A assessoria de imprensa de Marçal foi procurada para comentar a mudança de versão do candidato, e este texto será atualizado em caso de resposta.
Histórico de ataques
Marçal começou a insinuar que dois de seus concorrentes seriam usuários de cocaína já na cerimônia de oficialização de sua candidatura, em 4 de agosto.
“Faz o exame toxicológico e você vai ver que tem dois que são cheiradores de cocaína, dos que estão concorrendo aí. Calma que vai chegar a sua hora. Eu vou ter que contar isso pra todo pai e mãe de família que a gente quer ter um prefeito que é cheirador de cocaína. Tem que mostrar um prontuariozinho, tá na minha mão”, declarou, segundo o Metrópoles.
Quatro dias depois, no debate realizado pela Band, o ex-coach chamou Boulos de “cheirador de cocaína” e disse que iria mostrar as supostas provas “na hora certa”. O candidato publicou também em suas redes uma propaganda eleitoral em que faz alusão ao consumo da droga pelo adversário.
A partir daí, Marçal passou a dizer que as revelações seriam feitas no último debate, da Globo, marcado para 3 de outubro — a três dias do primeiro turno das eleições.
Segredo de Justiça
De acordo com a Folha de S.Paulo, o processo por porte de droga para consumo pessoal foi instaurado contra Guilherme Bardauil Boulos em 2001 e corria em segredo de Justiça. O caso foi extinto em 2006.
Advogados ouvidos pelo Aos Fatos que costumam atuar em campanhas políticas afirmam ser comum que as equipes jurídicas dos candidatos pesquisem processos dos concorrentes, mas esses levantamentos não deveriam mostrar processos que estão sob sigilo.
“Quando o processo é sigiloso, não dá para saber justamente porque é sigiloso.
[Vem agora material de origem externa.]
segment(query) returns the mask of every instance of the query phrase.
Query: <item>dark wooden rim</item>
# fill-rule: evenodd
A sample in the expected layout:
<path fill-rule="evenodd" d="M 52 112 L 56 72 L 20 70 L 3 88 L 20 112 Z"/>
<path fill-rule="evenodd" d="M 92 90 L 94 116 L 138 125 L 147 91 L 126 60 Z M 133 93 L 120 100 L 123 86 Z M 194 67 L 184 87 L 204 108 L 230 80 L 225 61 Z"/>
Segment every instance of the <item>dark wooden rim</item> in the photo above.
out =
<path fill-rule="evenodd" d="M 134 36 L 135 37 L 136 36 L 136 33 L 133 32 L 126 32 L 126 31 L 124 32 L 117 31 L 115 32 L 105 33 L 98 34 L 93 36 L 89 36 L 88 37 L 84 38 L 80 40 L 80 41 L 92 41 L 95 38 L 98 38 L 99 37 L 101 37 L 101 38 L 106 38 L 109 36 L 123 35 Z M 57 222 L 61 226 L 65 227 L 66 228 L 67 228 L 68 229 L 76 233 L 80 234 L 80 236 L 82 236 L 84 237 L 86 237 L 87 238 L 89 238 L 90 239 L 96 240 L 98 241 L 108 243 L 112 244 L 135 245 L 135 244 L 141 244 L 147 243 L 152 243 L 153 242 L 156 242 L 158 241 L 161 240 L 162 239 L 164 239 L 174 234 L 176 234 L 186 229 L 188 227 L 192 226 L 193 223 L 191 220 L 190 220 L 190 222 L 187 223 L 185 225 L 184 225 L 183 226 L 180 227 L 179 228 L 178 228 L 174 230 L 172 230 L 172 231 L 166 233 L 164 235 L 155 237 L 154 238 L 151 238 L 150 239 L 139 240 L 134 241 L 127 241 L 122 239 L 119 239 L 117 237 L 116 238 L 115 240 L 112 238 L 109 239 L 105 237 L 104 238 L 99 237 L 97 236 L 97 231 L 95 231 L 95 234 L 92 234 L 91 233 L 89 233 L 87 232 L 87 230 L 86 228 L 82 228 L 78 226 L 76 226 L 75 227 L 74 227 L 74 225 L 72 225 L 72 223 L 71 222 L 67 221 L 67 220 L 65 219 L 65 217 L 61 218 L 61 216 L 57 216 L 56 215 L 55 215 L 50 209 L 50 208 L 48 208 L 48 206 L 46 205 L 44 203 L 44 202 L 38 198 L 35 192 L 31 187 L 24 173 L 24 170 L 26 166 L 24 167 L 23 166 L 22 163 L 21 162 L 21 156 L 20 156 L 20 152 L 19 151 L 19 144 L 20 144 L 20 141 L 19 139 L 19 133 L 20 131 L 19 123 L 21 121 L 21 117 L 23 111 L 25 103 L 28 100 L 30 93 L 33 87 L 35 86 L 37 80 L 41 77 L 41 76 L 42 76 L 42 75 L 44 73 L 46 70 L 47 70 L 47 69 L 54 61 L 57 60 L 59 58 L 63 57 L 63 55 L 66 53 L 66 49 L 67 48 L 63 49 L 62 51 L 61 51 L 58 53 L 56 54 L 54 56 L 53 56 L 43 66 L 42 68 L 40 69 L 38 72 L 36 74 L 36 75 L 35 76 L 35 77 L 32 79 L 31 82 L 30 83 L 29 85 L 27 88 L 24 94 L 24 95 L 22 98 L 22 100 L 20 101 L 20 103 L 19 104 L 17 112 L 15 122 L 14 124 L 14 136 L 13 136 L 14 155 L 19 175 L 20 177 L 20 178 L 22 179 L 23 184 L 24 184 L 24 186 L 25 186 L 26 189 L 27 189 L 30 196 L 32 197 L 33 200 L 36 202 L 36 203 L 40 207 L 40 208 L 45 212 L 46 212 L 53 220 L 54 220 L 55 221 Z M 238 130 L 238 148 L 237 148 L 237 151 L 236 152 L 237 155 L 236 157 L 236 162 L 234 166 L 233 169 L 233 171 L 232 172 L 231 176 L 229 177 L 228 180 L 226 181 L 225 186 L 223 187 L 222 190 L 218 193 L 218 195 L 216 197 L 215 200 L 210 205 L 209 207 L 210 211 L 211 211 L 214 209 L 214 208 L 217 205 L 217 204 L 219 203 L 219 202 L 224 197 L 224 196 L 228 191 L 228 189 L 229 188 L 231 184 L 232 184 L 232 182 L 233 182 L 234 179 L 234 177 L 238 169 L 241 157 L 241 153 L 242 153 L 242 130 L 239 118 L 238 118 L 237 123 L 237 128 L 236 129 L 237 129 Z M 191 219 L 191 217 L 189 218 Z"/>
Só quem tem acesso, em tese, são os advogados habilitados no processo e o cartório”, explicou uma fonte sob condição de anonimato. O especialista também não descarta a possibilidade de a equipe ter recebido ajuda de algum servidor do tribunal para ter acesso à certidão do processo do homônimo de Boulos.
A assessoria de Guilherme Bardauil Boulos afirmou ao Aos Fatos que, como o processo é antigo, não tem mais a cópia da certidão. O candidato a vereador reconheceu ter sido processado por porte de maconha quando era estudante, há 23 anos, e chamou o incidente de “ato imprudente que ocorreu na sua juventude”.
A reportagem também verificou que a ação não é listada no site de nenhum tribunal nem no repositório Jusbrasil.
Questionado pelo Aos Fatos, o Tribunal de Justiça de São Paulo afirmou que não tinha como dizer se a campanha de Marçal teria tido acesso ao documento e que “o juiz corregedor da vara onde tramitaram os autos baixou portaria administrativa para apurar os fatos” após a notícia de que terceiros haviam acessado o processo.
O caminho da apuração
Aos Fatos tinha recebido a nota enviada pela assessoria de imprensa de Pablo Marçal no dia 19, o que permitiu compará-la com as declarações mais recentes do candidato e, então, identificar a contradição.
A reportagem tentou localizar o processo citado pela Folha na primeira e na segunda instância do Judiciário paulista e nos tribunais superiores, sem sucesso.
Foram feitas entrevistas com advogados e com o réu para tentar entender como o processo poderia ter sido acessado. Por fim, foram enviados pedidos de posicionamento ao TJ-SP e à assessoria de Pablo Marçal.